Писатель упирается в действительность до тех пор, пока не оставит на ней свой след. Если это ему удалось, мы с удивлением обнаруживаем, что жизнь подражает литературе. Вымысел изменил реальность. Слово — буквально — стало плотью. Хармс мечтал писать такие стихи, чтобы ими можно было разбить окно, как камнем. Фокус тут в постоянстве. Писатель всегда и всюду занят одним: он ждет, пока сквозь него, как бамбук в китайской пытке, прорастет литература.

Становясь писателем, автор до последней капли отжимает из жизни все, что не является литературой. Но и тогда вместо входного билета ему достается лотерейный.

3

Жизнь Довлатова с литературой была настолько долгой, что, как брак, требовала законного оформления — печати. Не рукопись, как у Булгакова, а книга — главная довлатовская героиня.

Сейчас, когда книжный рынок — первым! — стал настоящим, печатный станок не отличается от того, что печатает деньги: бумага с краской. Но в прошлой жизни книга меняла дело.

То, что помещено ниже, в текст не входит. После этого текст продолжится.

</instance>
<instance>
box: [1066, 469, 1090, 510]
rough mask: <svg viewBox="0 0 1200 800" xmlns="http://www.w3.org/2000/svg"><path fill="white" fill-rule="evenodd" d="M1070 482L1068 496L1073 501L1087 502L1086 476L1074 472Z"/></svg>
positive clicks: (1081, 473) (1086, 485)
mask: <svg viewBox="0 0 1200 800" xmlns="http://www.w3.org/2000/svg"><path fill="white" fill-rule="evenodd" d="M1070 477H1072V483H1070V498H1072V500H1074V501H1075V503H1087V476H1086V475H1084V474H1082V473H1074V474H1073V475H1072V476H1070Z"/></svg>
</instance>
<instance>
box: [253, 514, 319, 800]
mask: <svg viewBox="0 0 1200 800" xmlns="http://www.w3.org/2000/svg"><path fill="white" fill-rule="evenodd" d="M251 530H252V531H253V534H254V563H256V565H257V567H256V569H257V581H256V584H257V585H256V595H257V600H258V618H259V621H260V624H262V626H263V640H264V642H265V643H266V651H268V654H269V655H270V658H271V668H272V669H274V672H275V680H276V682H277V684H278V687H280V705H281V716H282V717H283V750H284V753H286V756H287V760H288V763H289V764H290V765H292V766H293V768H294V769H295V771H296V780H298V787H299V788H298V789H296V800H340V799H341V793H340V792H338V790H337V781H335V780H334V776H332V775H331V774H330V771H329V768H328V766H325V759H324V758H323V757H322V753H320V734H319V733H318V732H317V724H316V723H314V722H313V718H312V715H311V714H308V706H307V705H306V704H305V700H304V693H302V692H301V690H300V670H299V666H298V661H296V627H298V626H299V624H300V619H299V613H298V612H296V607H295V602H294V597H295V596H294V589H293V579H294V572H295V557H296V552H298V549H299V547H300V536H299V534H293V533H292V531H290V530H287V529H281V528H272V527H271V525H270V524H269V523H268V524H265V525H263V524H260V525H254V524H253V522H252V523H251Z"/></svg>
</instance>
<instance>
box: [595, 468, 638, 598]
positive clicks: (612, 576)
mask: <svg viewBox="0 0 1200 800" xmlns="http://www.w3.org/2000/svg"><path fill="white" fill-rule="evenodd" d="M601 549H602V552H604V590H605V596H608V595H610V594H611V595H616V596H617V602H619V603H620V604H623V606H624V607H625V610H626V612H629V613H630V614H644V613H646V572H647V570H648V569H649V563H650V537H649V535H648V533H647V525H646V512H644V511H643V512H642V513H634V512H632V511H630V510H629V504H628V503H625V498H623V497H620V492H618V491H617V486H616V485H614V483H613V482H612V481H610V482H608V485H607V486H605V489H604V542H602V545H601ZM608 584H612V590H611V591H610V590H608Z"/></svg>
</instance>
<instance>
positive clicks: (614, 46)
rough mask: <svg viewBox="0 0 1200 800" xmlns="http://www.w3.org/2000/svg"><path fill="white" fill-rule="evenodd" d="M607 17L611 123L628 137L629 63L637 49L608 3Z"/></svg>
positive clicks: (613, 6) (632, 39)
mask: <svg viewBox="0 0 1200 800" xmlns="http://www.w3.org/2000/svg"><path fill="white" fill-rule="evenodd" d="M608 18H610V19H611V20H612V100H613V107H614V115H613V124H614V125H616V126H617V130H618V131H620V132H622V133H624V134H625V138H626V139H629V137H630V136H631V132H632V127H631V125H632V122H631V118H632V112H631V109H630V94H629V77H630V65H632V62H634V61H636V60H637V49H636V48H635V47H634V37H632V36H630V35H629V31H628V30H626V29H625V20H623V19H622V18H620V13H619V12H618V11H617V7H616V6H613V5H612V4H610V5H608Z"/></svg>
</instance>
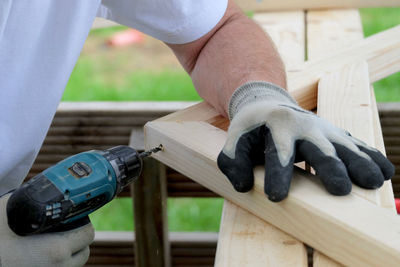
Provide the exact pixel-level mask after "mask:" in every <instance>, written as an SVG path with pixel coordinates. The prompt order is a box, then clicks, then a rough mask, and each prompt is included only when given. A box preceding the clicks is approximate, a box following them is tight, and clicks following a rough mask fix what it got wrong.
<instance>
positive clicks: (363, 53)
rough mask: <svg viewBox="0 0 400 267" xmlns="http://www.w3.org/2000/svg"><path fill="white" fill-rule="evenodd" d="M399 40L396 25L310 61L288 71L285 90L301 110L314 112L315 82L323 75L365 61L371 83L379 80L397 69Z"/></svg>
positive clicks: (315, 92) (319, 78) (399, 52)
mask: <svg viewBox="0 0 400 267" xmlns="http://www.w3.org/2000/svg"><path fill="white" fill-rule="evenodd" d="M399 40H400V26H396V27H394V28H392V29H389V30H386V31H383V32H381V33H378V34H375V35H373V36H370V37H368V38H366V39H364V40H361V41H359V42H355V43H354V44H353V45H351V46H349V47H347V48H344V49H341V50H340V51H337V52H334V53H330V54H329V55H328V56H325V57H323V58H321V59H318V60H310V61H308V62H306V63H305V64H304V66H303V68H299V69H297V70H293V71H289V73H288V86H289V90H290V91H291V94H292V95H293V96H294V97H295V98H296V100H297V101H298V102H299V103H300V105H301V106H302V107H304V108H306V109H314V108H316V106H317V83H318V81H319V79H320V78H321V76H322V75H323V74H324V73H326V72H331V71H334V70H336V69H338V68H339V69H340V68H341V67H342V66H343V65H345V64H349V63H352V62H359V61H361V60H366V61H367V62H368V66H369V75H370V80H371V82H375V81H377V80H379V79H382V78H384V77H386V76H388V75H390V74H393V73H395V72H397V71H399V70H400V56H399V55H400V41H399Z"/></svg>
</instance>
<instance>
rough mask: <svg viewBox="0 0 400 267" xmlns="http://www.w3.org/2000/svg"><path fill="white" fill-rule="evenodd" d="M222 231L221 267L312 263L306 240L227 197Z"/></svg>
mask: <svg viewBox="0 0 400 267" xmlns="http://www.w3.org/2000/svg"><path fill="white" fill-rule="evenodd" d="M222 214H223V216H222V221H221V228H220V231H219V234H218V246H217V253H216V257H215V265H214V266H218V267H235V266H237V267H257V266H260V267H261V266H276V267H279V266H293V267H297V266H299V267H300V266H308V263H307V251H306V248H305V246H304V245H303V243H301V242H299V241H298V240H296V239H294V238H293V237H291V236H290V235H288V234H285V233H284V232H282V231H281V230H279V229H278V228H276V227H274V226H272V225H271V224H269V223H266V222H265V221H263V220H261V219H259V218H258V217H256V216H255V215H253V214H251V213H249V212H248V211H246V210H244V209H242V208H240V207H239V206H237V205H235V204H233V203H232V202H230V201H228V200H225V202H224V210H223V213H222Z"/></svg>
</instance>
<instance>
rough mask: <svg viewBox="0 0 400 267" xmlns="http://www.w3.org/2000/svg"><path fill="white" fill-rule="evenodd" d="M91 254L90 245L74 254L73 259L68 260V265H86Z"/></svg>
mask: <svg viewBox="0 0 400 267" xmlns="http://www.w3.org/2000/svg"><path fill="white" fill-rule="evenodd" d="M89 255H90V249H89V246H87V247H86V248H84V249H83V250H80V251H78V252H76V253H75V254H73V255H72V257H71V261H70V262H68V266H74V267H75V266H76V267H81V266H84V265H85V263H86V262H87V261H88V259H89Z"/></svg>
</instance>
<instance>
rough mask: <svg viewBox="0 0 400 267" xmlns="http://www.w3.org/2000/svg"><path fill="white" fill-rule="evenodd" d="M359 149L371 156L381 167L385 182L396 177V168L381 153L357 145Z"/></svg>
mask: <svg viewBox="0 0 400 267" xmlns="http://www.w3.org/2000/svg"><path fill="white" fill-rule="evenodd" d="M357 147H358V148H359V149H360V150H361V151H362V152H364V153H365V154H367V155H368V156H370V158H371V159H372V160H373V161H374V162H375V163H376V164H377V165H378V166H379V168H380V169H381V172H382V174H383V177H384V179H385V180H389V179H390V178H392V177H393V176H394V173H395V168H394V166H393V164H392V163H391V162H390V161H389V160H388V159H387V158H386V157H385V156H384V155H383V154H382V153H381V152H380V151H379V150H375V149H371V148H369V147H366V146H362V145H357Z"/></svg>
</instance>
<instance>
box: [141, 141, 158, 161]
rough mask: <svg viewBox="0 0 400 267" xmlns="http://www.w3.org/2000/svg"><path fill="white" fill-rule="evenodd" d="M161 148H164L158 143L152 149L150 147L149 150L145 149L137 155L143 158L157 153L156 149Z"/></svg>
mask: <svg viewBox="0 0 400 267" xmlns="http://www.w3.org/2000/svg"><path fill="white" fill-rule="evenodd" d="M163 149H164V148H163V146H162V145H161V144H160V145H159V146H158V147H155V148H153V149H150V150H147V151H144V152H142V153H140V154H139V157H141V158H145V157H148V156H150V155H151V154H152V153H157V152H158V151H161V150H163Z"/></svg>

И не только потому, что ее можно было обменять на «финские обои». Как всякий обряд, книга была пустой и необходимой формальностью. Выход в свет — инициация, впускающая автора в литературу не на его, а на ее условиях.

Мне это понять было трудно. Магия типографии меня не задевала: я там работал — метранпажем в русской газете. Этажом ниже располагалась книжная лавка девяностолетнего эсера Мартьянова, известного тем, что он промахнулся, стреляя в Ленина. В его магазине я всего навидался — от тома «Гоголь в КГБ» до монографии, начинающейся словами: «Как всем известно, Атлантида располагалась на месте затонувшей Лемурии». В эмиграции ничего не стоит напечататься. Вернее, стоит, но не так уж дорого, поэтому и книг тут — как семечек.

Довлатов к печати относился иначе. Он ценил ритуальную природу литературы. Виртуальная самиздатская книга существует в мире идей наравне с прочими абстракциями. В ней есть привкус необязательности, произвольности и призрачности. Рукопись — как ногти: интимная часть автора, которая со временем начинает его тяготить. Жить слишком долго с рукописью — негигиенично, духовно неопрятно. Заражая автора, ненапечатанная рукопись начинает гнить, мешая расти новому. «Жидкий», неокоченевший в типографских строчках текст провоцирует уже напрасные перемены. Это как со взрослыми детьми — недостатки неоспоримы, но пороть поздно. Только похоронив рукопись в переплете, автор освобождается от ощущения неокончательности текста. Опубликовав его, он может хотя бы на время избавиться от своего несовершенства.